Ich hatte „The Sheperd's life“ schon vor Monaten von meiner Mutter geschenkt bekommen. Im Original, da ich gerne Bücher in englisch lese.
Somit richtet sich all das folgende auch auf dies Original und ich kann nur hoffen und wünschen, dass die Übersetzung dem grandiosen Schreiben von James Rebanks gerecht wird.
Ich muss gestehen, erst mal wanderte das Buch ins Regal.
Auch wenn ich gerne englisch lese, ziehe ich doch andere Inhalte vor. Bücher sollen mich wegtragen, weit fort aus meinem Alltag.

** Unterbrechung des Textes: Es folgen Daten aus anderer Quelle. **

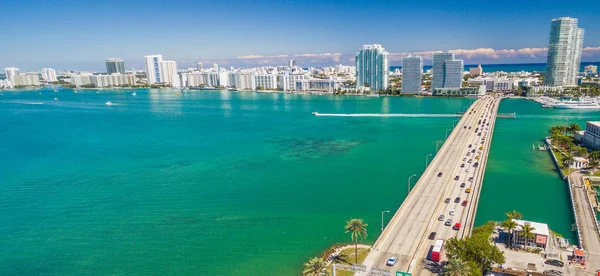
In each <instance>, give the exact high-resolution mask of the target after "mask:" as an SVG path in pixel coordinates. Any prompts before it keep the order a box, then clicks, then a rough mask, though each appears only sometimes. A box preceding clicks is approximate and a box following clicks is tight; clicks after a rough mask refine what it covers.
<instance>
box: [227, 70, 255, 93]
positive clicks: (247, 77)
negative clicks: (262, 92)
mask: <svg viewBox="0 0 600 276" xmlns="http://www.w3.org/2000/svg"><path fill="white" fill-rule="evenodd" d="M253 79H254V73H253V72H229V86H235V88H236V89H237V90H240V91H241V90H252V89H253V87H252V83H253Z"/></svg>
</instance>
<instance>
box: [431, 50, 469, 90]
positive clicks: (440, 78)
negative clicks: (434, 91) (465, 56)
mask: <svg viewBox="0 0 600 276" xmlns="http://www.w3.org/2000/svg"><path fill="white" fill-rule="evenodd" d="M432 69H433V77H432V80H431V91H434V90H435V89H436V88H461V87H462V73H463V61H462V60H457V59H454V54H453V53H434V54H433V68H432Z"/></svg>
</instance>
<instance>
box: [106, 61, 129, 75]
mask: <svg viewBox="0 0 600 276" xmlns="http://www.w3.org/2000/svg"><path fill="white" fill-rule="evenodd" d="M106 73H107V74H109V75H110V74H112V73H120V74H122V75H125V63H124V62H123V60H122V59H120V58H109V59H107V60H106Z"/></svg>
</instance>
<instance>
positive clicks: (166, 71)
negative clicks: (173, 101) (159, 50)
mask: <svg viewBox="0 0 600 276" xmlns="http://www.w3.org/2000/svg"><path fill="white" fill-rule="evenodd" d="M162 78H163V81H162V82H165V83H168V84H170V85H171V86H173V87H179V86H180V82H179V75H178V74H177V62H175V61H174V60H163V62H162Z"/></svg>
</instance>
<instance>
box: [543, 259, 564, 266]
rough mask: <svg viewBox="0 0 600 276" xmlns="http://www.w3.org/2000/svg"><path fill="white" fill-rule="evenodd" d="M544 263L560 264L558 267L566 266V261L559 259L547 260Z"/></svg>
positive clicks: (551, 264) (555, 265) (558, 264)
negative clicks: (557, 259) (563, 260)
mask: <svg viewBox="0 0 600 276" xmlns="http://www.w3.org/2000/svg"><path fill="white" fill-rule="evenodd" d="M544 263H545V264H549V265H553V266H558V267H563V266H565V263H563V262H562V261H559V260H546V261H545V262H544Z"/></svg>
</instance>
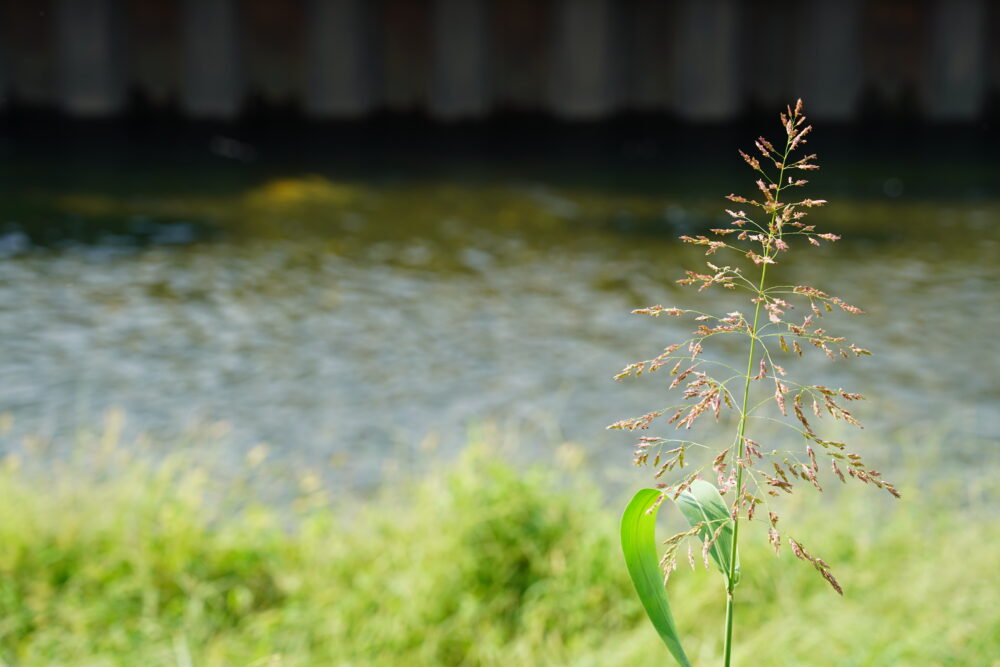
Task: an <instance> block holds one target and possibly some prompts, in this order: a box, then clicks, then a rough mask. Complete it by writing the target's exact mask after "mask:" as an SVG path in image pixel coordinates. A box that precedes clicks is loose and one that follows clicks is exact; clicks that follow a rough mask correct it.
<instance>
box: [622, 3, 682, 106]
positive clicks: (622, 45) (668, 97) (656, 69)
mask: <svg viewBox="0 0 1000 667" xmlns="http://www.w3.org/2000/svg"><path fill="white" fill-rule="evenodd" d="M631 8H632V11H631V15H630V16H629V25H628V36H627V38H626V42H625V43H624V44H622V48H623V49H626V50H627V51H628V52H629V61H628V62H629V68H628V69H629V72H628V74H629V77H628V78H629V91H628V100H627V102H628V105H629V107H630V108H633V109H637V110H639V111H663V110H667V109H670V106H671V103H672V101H673V95H672V92H673V72H672V68H671V61H672V54H671V48H672V44H671V43H670V40H669V39H664V35H668V34H670V26H671V24H672V21H673V16H671V13H670V5H669V3H667V2H664V1H663V0H635V1H634V2H633V4H632V5H631Z"/></svg>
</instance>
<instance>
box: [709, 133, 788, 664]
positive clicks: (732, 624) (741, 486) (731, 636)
mask: <svg viewBox="0 0 1000 667" xmlns="http://www.w3.org/2000/svg"><path fill="white" fill-rule="evenodd" d="M791 139H792V138H791V136H789V137H788V140H787V141H786V143H785V153H784V155H783V156H782V158H781V170H780V171H779V172H778V182H777V188H776V189H775V191H774V201H775V209H774V212H773V213H771V224H770V225H769V226H768V234H769V235H770V234H772V233H773V232H772V231H771V230H773V229H774V221H775V219H776V217H777V215H778V208H777V202H778V197H779V196H781V184H782V181H783V180H784V177H785V164H786V163H787V161H788V153H789V150H790V148H791ZM764 255H765V258H766V257H768V256H769V254H768V250H767V249H766V248H765V250H764ZM766 280H767V262H764V263H763V264H762V265H761V270H760V283H759V285H758V286H757V296H758V297H759V298H758V299H757V305H756V307H755V308H754V313H753V326H752V328H751V329H750V353H749V354H748V355H747V373H746V382H745V383H744V385H743V404H742V407H741V408H740V423H739V427H738V428H737V431H736V443H735V446H734V447H733V467H734V468H736V502H735V503H734V507H735V508H736V510H735V511H734V512H733V540H732V544H731V546H730V553H729V573H728V574H729V576H728V577H727V581H726V639H725V644H724V654H725V667H730V663H731V661H732V652H733V616H734V612H735V607H736V595H735V592H736V553H737V549H736V545H737V543H738V542H739V537H740V513H739V507H740V503H741V502H742V497H743V467H742V466H741V465H740V461H741V460H742V459H743V436H744V434H745V433H746V425H747V402H748V401H749V398H750V382H751V377H752V376H751V373H752V372H753V359H754V353H755V352H756V351H757V326H758V324H759V322H760V306H761V304H762V303H763V302H764V299H763V297H764V285H765V281H766Z"/></svg>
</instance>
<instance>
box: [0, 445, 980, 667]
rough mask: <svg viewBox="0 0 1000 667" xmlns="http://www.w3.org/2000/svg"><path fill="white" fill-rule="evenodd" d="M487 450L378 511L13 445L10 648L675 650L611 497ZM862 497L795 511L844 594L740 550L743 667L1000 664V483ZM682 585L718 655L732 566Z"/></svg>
mask: <svg viewBox="0 0 1000 667" xmlns="http://www.w3.org/2000/svg"><path fill="white" fill-rule="evenodd" d="M488 451H489V450H488V448H486V447H484V446H473V447H470V448H469V450H468V451H467V452H466V453H465V455H463V456H462V457H461V459H460V460H459V461H457V462H456V463H454V464H452V465H451V466H450V467H448V468H447V469H446V470H445V471H442V473H441V474H440V475H439V476H437V477H435V478H433V479H424V480H423V481H419V482H412V483H400V484H395V485H391V486H388V487H387V488H386V489H385V490H384V492H383V493H382V494H381V495H380V496H379V497H377V498H375V499H371V500H368V501H365V502H361V501H360V500H358V499H342V500H338V501H336V502H334V501H331V500H330V495H329V494H330V490H329V489H324V484H323V483H322V481H321V480H320V478H319V477H318V476H315V475H313V476H309V475H307V476H305V477H304V478H303V481H302V482H303V483H302V485H301V488H302V492H301V496H300V497H298V498H296V499H294V500H293V501H291V502H289V503H287V504H285V505H282V506H280V507H279V506H274V505H262V504H259V503H257V502H255V501H254V499H253V497H252V495H251V494H249V493H248V492H247V490H246V489H247V487H246V486H244V485H241V484H240V483H239V482H238V481H236V477H234V476H233V475H232V474H227V475H225V476H224V477H223V476H219V475H216V474H214V473H213V471H212V469H211V468H206V467H201V466H198V465H195V464H194V463H192V462H191V461H188V460H186V459H185V457H183V456H180V455H178V456H175V457H172V458H168V459H167V460H165V461H161V462H159V463H157V464H155V465H154V464H152V463H149V462H146V461H143V460H140V459H138V458H136V457H132V456H130V455H129V454H128V452H127V448H126V447H118V448H114V447H110V446H108V443H107V442H105V443H104V444H103V445H102V444H101V443H99V442H95V443H94V445H93V446H92V447H91V446H89V445H87V446H81V450H80V451H78V452H76V453H74V454H73V455H71V456H70V457H69V458H68V459H64V460H63V462H62V463H60V464H58V465H56V464H49V465H47V466H42V467H39V466H37V465H33V464H32V462H31V461H30V460H26V458H25V455H24V454H22V455H21V456H20V457H17V456H9V457H8V458H7V460H6V462H5V463H4V465H3V466H2V468H0V658H2V660H3V662H4V663H5V664H9V665H327V664H329V665H593V666H595V667H596V666H605V665H622V666H624V665H664V664H668V662H669V657H668V656H667V655H666V653H665V651H664V649H663V647H662V646H661V645H660V644H659V639H658V638H657V636H656V633H655V632H654V631H653V629H652V627H650V626H648V623H647V622H646V620H645V618H644V617H643V615H642V611H641V609H640V607H639V604H638V601H637V600H636V599H635V596H634V594H633V592H632V590H631V588H630V584H629V582H628V580H627V576H626V573H625V568H624V564H623V562H622V558H621V555H620V553H619V547H618V543H617V537H616V531H617V520H618V513H617V510H616V509H609V508H608V505H607V504H605V503H603V502H602V501H601V500H600V498H599V497H598V495H599V494H598V493H597V492H596V491H595V489H594V488H593V486H591V485H589V484H588V482H587V480H585V479H579V476H578V475H574V476H573V477H575V478H577V479H578V482H567V481H566V479H565V478H566V477H567V475H566V474H565V471H562V472H560V471H558V470H545V469H542V468H534V469H531V470H528V471H523V470H522V471H517V470H515V469H514V468H513V467H512V466H510V465H509V464H507V463H505V462H504V461H502V460H500V459H499V458H498V457H496V456H494V455H491V454H489V453H488ZM29 458H30V457H29ZM36 463H37V462H36ZM248 465H249V464H248ZM265 468H266V464H265V465H264V466H262V467H260V468H258V469H257V471H258V472H260V471H262V470H265ZM220 479H225V480H226V481H224V482H220V481H219V480H220ZM852 491H855V492H853V493H845V494H843V495H842V496H840V498H839V499H837V500H836V502H831V501H830V499H826V500H825V501H824V500H822V499H817V498H816V497H815V496H810V497H808V498H806V497H804V499H803V500H801V501H797V504H796V507H793V508H788V511H786V512H785V513H784V516H785V517H786V518H783V519H782V521H783V523H784V522H785V521H788V523H789V524H790V525H791V526H792V528H791V530H792V534H793V535H794V536H796V537H801V538H802V540H803V541H804V542H805V543H806V545H807V546H808V547H809V549H810V550H811V551H813V553H816V554H818V555H821V556H822V557H823V558H824V559H826V560H827V561H829V562H830V563H831V564H832V565H833V567H834V571H835V573H836V575H837V577H838V578H839V579H840V581H841V583H843V584H844V587H845V589H846V596H845V598H843V599H841V598H839V597H838V596H836V595H835V594H834V593H832V592H831V591H830V590H829V588H828V587H827V585H826V584H825V582H823V581H822V580H821V579H820V578H819V577H818V576H816V573H815V572H814V571H812V570H811V569H810V568H808V567H806V566H804V565H803V564H802V563H799V562H797V561H794V560H793V559H791V558H789V557H788V555H787V554H783V555H782V556H781V557H780V558H775V557H774V555H773V552H771V551H770V549H769V548H768V547H767V546H766V545H765V543H764V540H763V539H756V540H755V539H754V538H753V537H751V539H749V540H748V541H747V542H746V544H745V546H744V549H743V554H742V556H743V566H744V581H743V583H742V584H741V601H742V602H741V604H740V606H739V607H738V609H737V613H738V614H739V615H740V619H739V627H740V633H739V634H740V636H739V637H738V644H737V647H738V648H737V651H738V654H737V661H738V664H742V665H802V664H810V665H973V664H974V665H990V664H993V665H998V664H1000V661H998V659H997V657H996V656H1000V594H998V592H997V589H996V585H995V581H994V578H995V573H996V571H997V566H998V565H1000V523H998V521H997V520H996V518H995V516H994V515H995V507H991V506H990V504H991V501H990V500H984V498H989V497H994V496H992V494H991V493H982V492H981V491H982V490H978V491H976V492H975V493H971V492H968V490H967V489H964V488H963V487H962V486H961V485H954V486H949V485H948V484H943V485H942V486H940V488H936V489H917V488H912V487H911V488H906V487H905V486H904V488H903V491H904V494H905V497H906V500H905V501H904V502H902V503H896V504H888V503H884V502H883V499H882V498H881V497H880V496H878V494H876V492H875V491H874V490H872V489H853V490H852ZM977 498H978V499H977ZM786 528H788V526H786ZM663 537H666V530H665V531H664V533H663ZM670 585H671V599H672V600H673V601H674V611H675V614H676V615H677V617H678V624H679V627H680V630H681V633H682V637H683V638H684V641H685V647H686V649H687V650H688V653H689V654H690V655H691V657H692V660H693V662H694V663H695V664H713V663H714V662H715V661H717V659H718V656H719V652H720V648H721V646H720V642H719V637H717V636H716V634H717V633H715V632H712V633H711V634H705V632H706V631H705V629H704V628H706V627H707V628H710V629H714V628H718V627H721V623H720V622H721V619H722V606H723V603H722V595H721V591H720V590H719V578H718V577H717V576H714V573H706V572H705V571H704V570H701V569H699V570H698V571H695V572H690V571H685V569H684V568H682V569H681V570H680V571H678V572H677V573H675V574H674V576H673V577H672V579H671V584H670ZM710 631H711V630H710Z"/></svg>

Ich liebe es, einzutauchen, mich mit den Charakteren zu verbinden und alles andere zu vergessen.
Darum lese ich.
Das Buch eines Schäfers entspricht natürlich nicht ansatzweise diesen Kriterien.
Im Gegenteil.
Doch bekomme ich oft sämtliche Bestseller in denen Schafe eine Rolle spielen geschenkt. „Glenkill“ zum Beispiel schon drei Mal.


Nun ist Frühjahr 2017.
Die Lammzeit ist vorüber und doch stehen alle Schafe noch im Stall.
Der Tag beschäftigt einen mit Füttern, Streuen, Tränken und Gesundheitsversorgung.
In dem Betrieb in dem ich gerade Arbeite ist besonders das Wassergeben eine äußerst unbeliebte Aufgabe. Alle Schafs- und Ziegengruppen haben schwarze Maurerbütten gefüllt zum Tränken. Diese müssen einmal am Tag gereinigt und das Wasser erneuert werden.
Das verdreckte Wasser wird natürlich nicht einfach in den Stall gelehrt, sondern die Wanne zum Entleeren und Schrubben raus gezogen.
Der Wasserdruck auf dem Schlauch ist sehr gut, nicht wie in anderen Betrieben, wo ich parallel zum Wassermachen den ganzen Stall füttere.
Nein, die Wannen laufen schnell voll, es bleibt kaum Zeit, zwischendurch etwas anderes zu erledigen. Ganz im Gegenteil, passiert es dann, dass die Wanne überläuft und den Stall unter Wasser setzt.
Gleichzeitig braucht es lange bis alle Wannen gefüllt sind, Zeit in der man rumsteht und gerne genervt ist.
Oder eben liest.

So stand ich vor dem Bücherregal auf der Suche nach einem Buch, klein genug für die Hosentasche, nicht zu spannend, damit ich nicht alles um mich vergesse und natürlich keins aus der Bücherei, dem ein bisschen Stalldreck nicht schadet.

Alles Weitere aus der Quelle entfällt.